To Patients Contemplating Change:

You’ll do it when you’re ready.  And you’ll know.

My 24 hour Facebook fast is 90% complete, and I feel GREAT!!  Holy COW, I’ve been so productive, and for the most part I feel liberated and lightened.  The darkness of increasing online tension had spread over my consciousness rather insidiously, like a slime mold.  It’s not that I was totally unaware, or that I underestimated its toxic influences; I was just not ready to stop it.  The cost/benefit balance finally tipped and I was moved to act.  It’s that simple and that complicated.

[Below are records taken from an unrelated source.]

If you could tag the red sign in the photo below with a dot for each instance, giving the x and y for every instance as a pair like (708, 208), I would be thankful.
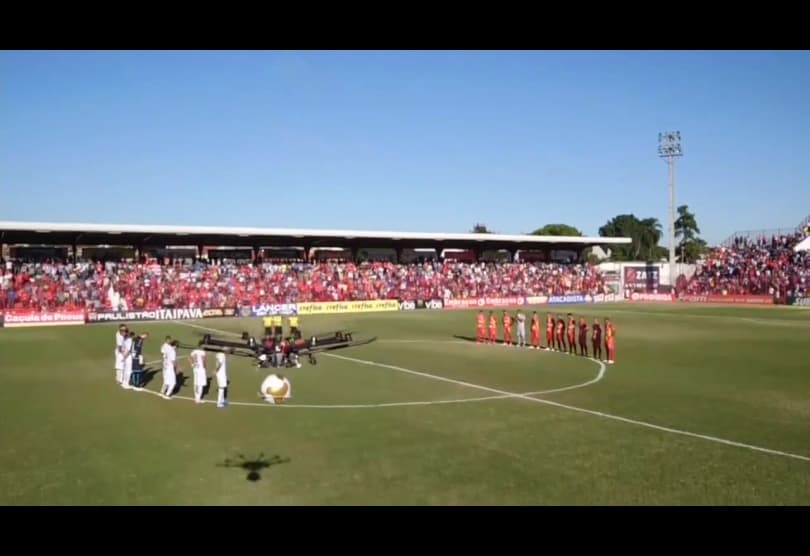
(728, 299)
(641, 278)
(19, 318)
(483, 302)
(663, 297)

Today I reviewed my notes from the physician health conference 2 months ago.  I came across an important exercise that illustrates my point.  The speaker had us make two lists: energy-depleting activities and energy-enhancing ones.  My second item on the former list was “Facebook+/-“.  It was the third item my latter list.  She then asked us: If we had 2 extra hours a day, what would we do more?  –Read, write, go outside, meditate, do stuff with kids (outside), plan road trips.  Then, if we had 2 fewer hours per day, what would we cut out?  –Facebook/news, TV/movies.

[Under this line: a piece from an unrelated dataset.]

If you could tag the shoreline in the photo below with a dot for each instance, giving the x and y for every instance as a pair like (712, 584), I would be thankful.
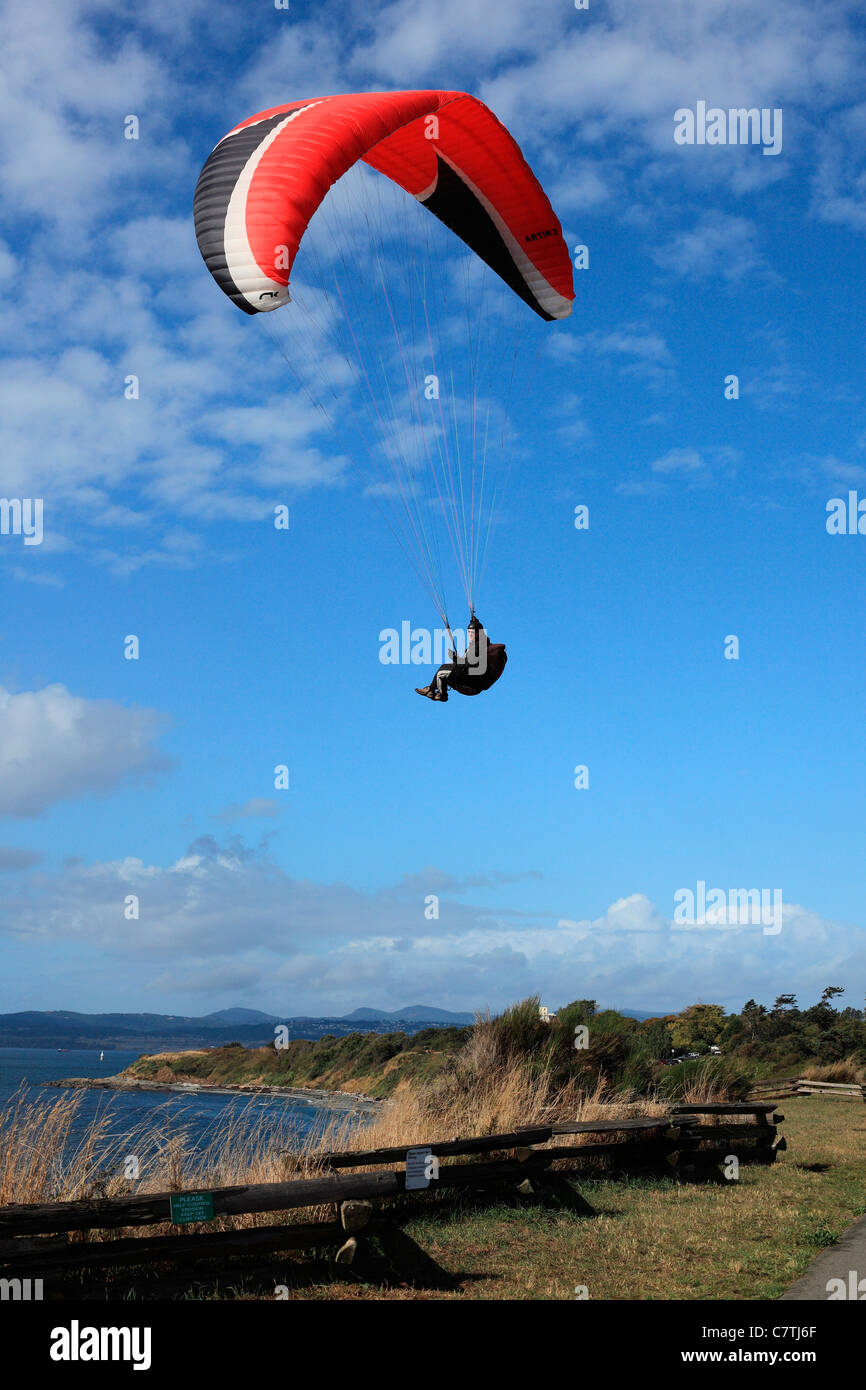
(312, 1096)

That was two months ago.  I knew I ‘should’ cut down on my Facebooking, but I was not ready.  Yesterday, finally, I crossed a threshold and the decision was easy.

I hear this all the time from patients.  “I know I should eat healthier.  I know I should exercise more.  I know I should quit smoking, cut back on the alcohol, go to bed earlier, address my relationship problems.”  And, “…I just don’t.”  Both patients and physicians can easily slide into judgment here, thinking, “If you know you should, why don’t you just do it?”  Defensiveness and self-loathing follow closely behind these words.

On the other hand, when patients return having cut out red meat, quit tobacco, and joined a basketball club, I ask them, “What happened?”  Most of the time I hear, “I don’t know.  Something just clicked and I decided it was time.  …And suddenly it was easy.”  Sometimes they identify an a-ha moment—when they first held their newborn baby, for example.  But more often there is no cloud-parting epiphany.  They simply cross the threshold of readiness to change, while walking the journey of life.

I confess I am guilty of impatience and judgment.  When I see your uncontrolled, lifestyle-related medical problems, and you resist behavior change, I feel frustrated.  I know you feel it, too.  But know that I don’t blame you.  If we all did everything we knew we ‘should,’ then—well—you fill in the blank.  The point is: we don’t make changes until we are ready.  Certainly we facilitate readiness—that’s a topic for another post.   Suffice it to say: I see you.  I know you want to live healthy.  You will know when you’re ready, and you’ll move.  Until then, I’m still here with you.